So much horse manure. As a business person, I want predictable money, preferably with zero inflation rate.
Stagflation follows.
Transistors have gone thru a long deflationary period and we’ve gotten rich off of it. See Moore’s law
http://en.wikipedia.org/wiki/Moore%27s_law
The only way for the scammers to keep bilking us is to keep inflation going.
Inflation is back door taxation. No wonder they try to get the rubes to accept it and see it as a good thing.
Who are they kidding? Inflation is simply redefined as necessary to keep it officially low. Take a trip to any food market and you will quickly see a flood of inflation.
So, actually, since I’m a responsible saver, all this jargon in this article means I should welcome deflation to a certain extent, but extreme deflation would ruin my mortgage investment.
Got it. So really yay no inflation and yay deflation! Finally conditions that pay off for savers!

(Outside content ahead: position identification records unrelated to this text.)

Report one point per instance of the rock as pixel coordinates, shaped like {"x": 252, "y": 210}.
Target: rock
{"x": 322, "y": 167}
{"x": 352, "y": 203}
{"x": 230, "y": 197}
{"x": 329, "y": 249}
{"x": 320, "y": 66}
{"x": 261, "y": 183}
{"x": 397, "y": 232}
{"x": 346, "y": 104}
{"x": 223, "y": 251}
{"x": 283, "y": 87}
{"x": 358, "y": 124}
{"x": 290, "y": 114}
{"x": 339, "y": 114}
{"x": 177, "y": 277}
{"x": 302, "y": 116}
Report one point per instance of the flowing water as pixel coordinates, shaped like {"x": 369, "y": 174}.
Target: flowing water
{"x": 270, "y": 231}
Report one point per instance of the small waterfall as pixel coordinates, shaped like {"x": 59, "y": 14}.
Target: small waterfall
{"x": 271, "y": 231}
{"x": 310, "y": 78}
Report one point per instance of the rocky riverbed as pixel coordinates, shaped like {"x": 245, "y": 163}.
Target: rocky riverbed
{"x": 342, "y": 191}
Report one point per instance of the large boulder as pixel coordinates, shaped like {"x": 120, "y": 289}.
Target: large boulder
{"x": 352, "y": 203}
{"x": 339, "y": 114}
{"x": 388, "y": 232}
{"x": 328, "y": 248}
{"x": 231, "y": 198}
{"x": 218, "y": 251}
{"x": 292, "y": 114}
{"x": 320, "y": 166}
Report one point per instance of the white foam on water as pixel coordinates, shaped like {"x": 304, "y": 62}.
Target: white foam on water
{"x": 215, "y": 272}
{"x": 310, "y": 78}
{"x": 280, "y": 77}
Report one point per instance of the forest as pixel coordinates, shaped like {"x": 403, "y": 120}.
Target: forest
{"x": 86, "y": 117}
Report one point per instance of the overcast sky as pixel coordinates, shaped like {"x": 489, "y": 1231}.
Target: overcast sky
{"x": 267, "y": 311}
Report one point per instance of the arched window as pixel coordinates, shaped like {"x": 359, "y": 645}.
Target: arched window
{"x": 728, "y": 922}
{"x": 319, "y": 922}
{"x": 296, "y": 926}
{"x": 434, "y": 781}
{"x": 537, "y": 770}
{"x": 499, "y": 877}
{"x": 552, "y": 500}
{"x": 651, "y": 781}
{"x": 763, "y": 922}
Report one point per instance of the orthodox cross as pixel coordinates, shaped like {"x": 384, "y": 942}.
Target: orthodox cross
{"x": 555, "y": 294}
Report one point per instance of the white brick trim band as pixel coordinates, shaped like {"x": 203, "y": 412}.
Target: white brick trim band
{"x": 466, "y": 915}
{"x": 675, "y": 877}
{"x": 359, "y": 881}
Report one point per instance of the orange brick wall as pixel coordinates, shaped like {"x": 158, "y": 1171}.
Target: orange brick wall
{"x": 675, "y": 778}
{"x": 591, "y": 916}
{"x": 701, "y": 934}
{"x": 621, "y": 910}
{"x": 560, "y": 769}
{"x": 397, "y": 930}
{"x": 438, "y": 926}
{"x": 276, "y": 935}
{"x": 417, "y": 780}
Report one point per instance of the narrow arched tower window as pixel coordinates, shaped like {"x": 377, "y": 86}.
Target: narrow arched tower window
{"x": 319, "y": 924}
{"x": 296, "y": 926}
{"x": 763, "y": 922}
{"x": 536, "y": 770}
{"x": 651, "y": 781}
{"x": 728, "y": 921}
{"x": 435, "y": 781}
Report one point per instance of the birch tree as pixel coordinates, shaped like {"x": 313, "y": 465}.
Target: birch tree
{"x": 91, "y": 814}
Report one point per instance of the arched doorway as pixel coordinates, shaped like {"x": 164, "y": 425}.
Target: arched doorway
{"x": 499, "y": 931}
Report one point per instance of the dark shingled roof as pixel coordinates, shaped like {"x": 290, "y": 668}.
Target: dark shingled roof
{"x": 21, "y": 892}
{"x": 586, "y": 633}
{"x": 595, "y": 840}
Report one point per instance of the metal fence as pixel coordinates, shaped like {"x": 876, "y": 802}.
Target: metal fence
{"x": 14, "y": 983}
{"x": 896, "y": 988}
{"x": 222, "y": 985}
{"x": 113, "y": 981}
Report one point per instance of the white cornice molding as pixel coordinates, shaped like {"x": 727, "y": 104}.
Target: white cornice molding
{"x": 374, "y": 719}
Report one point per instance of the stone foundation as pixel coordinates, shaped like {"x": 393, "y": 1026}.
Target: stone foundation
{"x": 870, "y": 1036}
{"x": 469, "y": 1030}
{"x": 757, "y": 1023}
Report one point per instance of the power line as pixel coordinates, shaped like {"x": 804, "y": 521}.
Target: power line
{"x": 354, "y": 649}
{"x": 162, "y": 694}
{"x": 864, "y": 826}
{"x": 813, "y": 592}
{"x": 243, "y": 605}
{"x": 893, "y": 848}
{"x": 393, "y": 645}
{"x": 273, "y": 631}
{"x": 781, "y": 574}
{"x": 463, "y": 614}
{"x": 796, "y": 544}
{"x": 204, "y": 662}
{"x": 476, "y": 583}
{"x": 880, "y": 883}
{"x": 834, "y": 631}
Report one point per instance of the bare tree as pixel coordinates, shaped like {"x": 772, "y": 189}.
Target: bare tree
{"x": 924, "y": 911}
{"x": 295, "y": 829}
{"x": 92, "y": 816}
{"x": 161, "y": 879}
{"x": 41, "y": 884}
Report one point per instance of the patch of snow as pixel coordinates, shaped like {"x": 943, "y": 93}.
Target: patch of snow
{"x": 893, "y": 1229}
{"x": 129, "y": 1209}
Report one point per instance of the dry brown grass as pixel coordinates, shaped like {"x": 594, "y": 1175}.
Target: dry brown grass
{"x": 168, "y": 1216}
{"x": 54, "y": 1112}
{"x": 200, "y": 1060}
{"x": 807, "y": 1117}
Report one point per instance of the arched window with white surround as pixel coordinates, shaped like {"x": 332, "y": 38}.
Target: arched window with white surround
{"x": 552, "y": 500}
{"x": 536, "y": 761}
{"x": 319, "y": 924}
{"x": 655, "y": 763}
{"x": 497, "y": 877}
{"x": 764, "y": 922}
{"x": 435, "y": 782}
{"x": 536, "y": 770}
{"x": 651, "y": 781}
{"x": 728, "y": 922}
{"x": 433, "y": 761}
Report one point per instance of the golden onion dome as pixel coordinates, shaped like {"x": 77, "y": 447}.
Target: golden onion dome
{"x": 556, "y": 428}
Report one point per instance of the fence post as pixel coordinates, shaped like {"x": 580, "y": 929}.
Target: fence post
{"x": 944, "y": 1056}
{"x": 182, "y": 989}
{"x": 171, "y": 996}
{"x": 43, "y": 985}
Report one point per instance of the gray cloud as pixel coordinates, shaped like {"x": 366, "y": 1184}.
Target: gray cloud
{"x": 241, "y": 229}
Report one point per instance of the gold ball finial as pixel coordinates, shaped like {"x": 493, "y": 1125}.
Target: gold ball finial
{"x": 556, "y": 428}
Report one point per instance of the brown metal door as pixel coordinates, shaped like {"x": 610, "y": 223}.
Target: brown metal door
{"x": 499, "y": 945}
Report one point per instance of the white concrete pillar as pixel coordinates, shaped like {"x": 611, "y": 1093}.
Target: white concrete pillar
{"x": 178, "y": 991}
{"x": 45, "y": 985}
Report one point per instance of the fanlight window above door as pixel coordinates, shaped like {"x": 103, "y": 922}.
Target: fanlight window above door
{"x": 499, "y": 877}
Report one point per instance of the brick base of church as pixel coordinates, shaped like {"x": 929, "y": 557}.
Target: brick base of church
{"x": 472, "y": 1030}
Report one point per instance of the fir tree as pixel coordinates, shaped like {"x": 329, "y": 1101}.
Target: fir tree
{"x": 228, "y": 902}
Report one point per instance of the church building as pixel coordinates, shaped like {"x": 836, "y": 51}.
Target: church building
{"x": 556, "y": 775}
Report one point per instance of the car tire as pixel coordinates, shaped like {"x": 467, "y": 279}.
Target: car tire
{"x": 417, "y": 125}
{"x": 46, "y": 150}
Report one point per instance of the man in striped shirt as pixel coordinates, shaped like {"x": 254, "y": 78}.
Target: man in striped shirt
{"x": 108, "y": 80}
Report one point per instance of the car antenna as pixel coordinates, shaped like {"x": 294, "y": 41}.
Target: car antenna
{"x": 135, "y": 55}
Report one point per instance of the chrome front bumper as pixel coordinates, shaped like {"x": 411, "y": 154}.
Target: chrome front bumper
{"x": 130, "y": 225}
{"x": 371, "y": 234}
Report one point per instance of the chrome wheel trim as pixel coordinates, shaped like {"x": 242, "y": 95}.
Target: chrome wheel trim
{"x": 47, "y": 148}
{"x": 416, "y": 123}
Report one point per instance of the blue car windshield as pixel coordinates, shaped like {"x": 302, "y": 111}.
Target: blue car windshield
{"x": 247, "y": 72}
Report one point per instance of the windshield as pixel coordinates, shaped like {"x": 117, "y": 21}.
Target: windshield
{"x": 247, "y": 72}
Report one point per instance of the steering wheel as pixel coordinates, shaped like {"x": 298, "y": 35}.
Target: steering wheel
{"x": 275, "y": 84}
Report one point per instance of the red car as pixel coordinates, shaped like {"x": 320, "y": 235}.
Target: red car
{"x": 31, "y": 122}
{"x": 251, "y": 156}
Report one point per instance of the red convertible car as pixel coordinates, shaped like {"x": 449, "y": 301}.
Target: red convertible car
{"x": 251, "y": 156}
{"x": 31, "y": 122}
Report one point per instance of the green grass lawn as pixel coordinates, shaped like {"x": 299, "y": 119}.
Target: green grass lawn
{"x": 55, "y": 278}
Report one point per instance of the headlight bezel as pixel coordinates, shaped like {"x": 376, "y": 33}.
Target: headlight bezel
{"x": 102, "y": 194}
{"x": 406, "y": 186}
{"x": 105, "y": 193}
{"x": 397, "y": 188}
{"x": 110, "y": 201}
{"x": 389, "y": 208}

BS. The natural rate of inflation is slightly negative as people become more efficient and better tools are made. Anything above that is the government and bankers sticking their hand in the till.
A short spell of deflation driven by cheaper oil
More BS. Inflation is a creation of either over production of money or a fixed money supply with a decreasing total production. Supply shocks, neither positive or negative, are not deflationary nor deflationary. They may decrease or increase prices, but that is not inflation. This argument is like saying the drop in price in electronics(compare $500 for my first 32 MB drive to about $60 for my most recent 128 GB flash drive, or an annual deflation rate of 32% not even count increases in speed or convenience) is bad.
Too many economists confuse deflation in a collapsing economy with the natural deflation from productivity increases and think that since the first is bad (although a secondary effect) that the second is also bad.
Huge pantload.
A “little” inflation is NOT good and the idea that any inflation is some sort of official goal is criminal.
Since this knucklehead takes at face value the government’s completely bogus claims of the level of inflation we are experiencing, he can have no credibility at all (GIGO). And even if the numbers were accurate, the article is still crap.
“The belief that money made tomorrow will be worth less than money today stymies investment;”
That sounds backwards to me. It’s during inflation that tomorrow’s money is worth less than today’s. Other than that the article looks good.
The belief that money made tomorrow will be worth less than money today stymies investmentIn other words, belief that inflation will occur stymies investment.